Un parcours jalonné de projets d’envergure
À la télévision et au cinéma, sa filmographie s’est rapidement étoffée ces dernières années à travers des collaborations variées :
- Les séries Les Indociles de Delphine Lehericey et Les enfants sont rois sur Disney+.
- Les longs-métrages La Voie Royale de Frédéric Mermoud et La Morsure.
- Le biopic Hallo Betty de Pierre Monnard, où il s’est entraîné à feindre la maîtrise de la langue allemande.
Regards critiques et nuances chronologiques
La trajectoire de Cyril Metzger n’échappe pas à quelques divergences administratives et chronologiques récurrentes entre ses fiches professionnelles et les bases de données publiques.
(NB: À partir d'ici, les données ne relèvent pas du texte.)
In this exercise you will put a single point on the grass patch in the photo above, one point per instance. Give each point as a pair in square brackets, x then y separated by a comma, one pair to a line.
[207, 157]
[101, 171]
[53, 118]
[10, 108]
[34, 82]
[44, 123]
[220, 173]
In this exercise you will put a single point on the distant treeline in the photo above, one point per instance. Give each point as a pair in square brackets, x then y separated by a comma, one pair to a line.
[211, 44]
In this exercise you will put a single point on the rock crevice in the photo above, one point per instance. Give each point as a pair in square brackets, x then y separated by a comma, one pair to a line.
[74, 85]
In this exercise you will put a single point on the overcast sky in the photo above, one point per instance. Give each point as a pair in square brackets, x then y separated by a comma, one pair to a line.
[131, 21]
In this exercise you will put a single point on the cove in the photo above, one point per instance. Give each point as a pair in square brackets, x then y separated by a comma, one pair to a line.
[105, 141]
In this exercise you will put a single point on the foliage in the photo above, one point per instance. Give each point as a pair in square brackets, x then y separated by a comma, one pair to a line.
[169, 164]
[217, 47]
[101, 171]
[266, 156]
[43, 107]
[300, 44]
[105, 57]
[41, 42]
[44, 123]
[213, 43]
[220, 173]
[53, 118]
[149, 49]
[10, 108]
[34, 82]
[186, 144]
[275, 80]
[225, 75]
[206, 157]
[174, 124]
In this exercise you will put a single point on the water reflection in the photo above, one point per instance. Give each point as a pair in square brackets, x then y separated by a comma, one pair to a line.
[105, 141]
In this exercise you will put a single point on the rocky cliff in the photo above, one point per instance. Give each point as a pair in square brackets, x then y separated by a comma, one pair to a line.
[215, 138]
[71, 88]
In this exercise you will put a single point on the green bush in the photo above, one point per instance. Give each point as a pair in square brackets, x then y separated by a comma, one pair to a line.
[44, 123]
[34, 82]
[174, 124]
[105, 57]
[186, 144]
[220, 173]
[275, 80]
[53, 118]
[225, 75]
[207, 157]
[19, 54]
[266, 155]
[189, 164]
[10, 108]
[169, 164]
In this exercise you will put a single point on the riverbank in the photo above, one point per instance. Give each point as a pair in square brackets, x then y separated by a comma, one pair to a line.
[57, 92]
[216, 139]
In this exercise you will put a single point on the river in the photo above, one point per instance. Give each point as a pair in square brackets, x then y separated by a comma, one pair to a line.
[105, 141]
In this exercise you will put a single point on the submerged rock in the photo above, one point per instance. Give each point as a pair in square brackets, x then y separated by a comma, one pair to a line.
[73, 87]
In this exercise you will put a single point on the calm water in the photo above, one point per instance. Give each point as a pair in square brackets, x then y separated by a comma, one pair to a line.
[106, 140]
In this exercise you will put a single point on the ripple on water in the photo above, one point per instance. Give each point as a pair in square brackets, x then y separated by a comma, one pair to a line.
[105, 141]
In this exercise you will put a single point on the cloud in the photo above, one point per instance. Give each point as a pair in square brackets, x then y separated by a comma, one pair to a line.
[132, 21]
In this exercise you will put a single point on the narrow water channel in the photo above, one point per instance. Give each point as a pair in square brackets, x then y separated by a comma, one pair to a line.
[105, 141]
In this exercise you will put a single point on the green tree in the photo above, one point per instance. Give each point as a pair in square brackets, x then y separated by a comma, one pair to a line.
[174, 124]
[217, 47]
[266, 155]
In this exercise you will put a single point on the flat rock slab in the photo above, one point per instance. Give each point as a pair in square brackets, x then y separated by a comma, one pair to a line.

En effet, plusieurs de ses films et séries majeurs présentent des écarts de datation d’une année selon les sources, à l’image de L’Événement ou de la série Winter Palace. Ces variations, fréquentes dans l’industrie cinématographique entre les dates de tournage et les sorties officielles, n’altèrent en rien la reconnaissance de son talent.
Cette réussite est d’ailleurs saluée par ses pairs. En 2025, il a remporté le prix du meilleur rôle principal lors des Swissperform Awards pour son incarnation magistrale d’André Morel. De plus, sa nomination récente au Prix du cinéma suisse en 2026 confirme sa place prépondérante dans le paysage cinématographique helvétique.
Alors qu’il poursuit son ascension, Cyril Metzger continue de prouver qu’un handicap d’enfance peut de façon surprenante devenir le moteur d’une technique de jeu d’une précision chirurgicale. En conciliant l’exigence du théâtre classique et l’audace des productions modernes, le comédien franco-suisse s’impose comme un talent incontournable à suivre de très près dans les années à venir.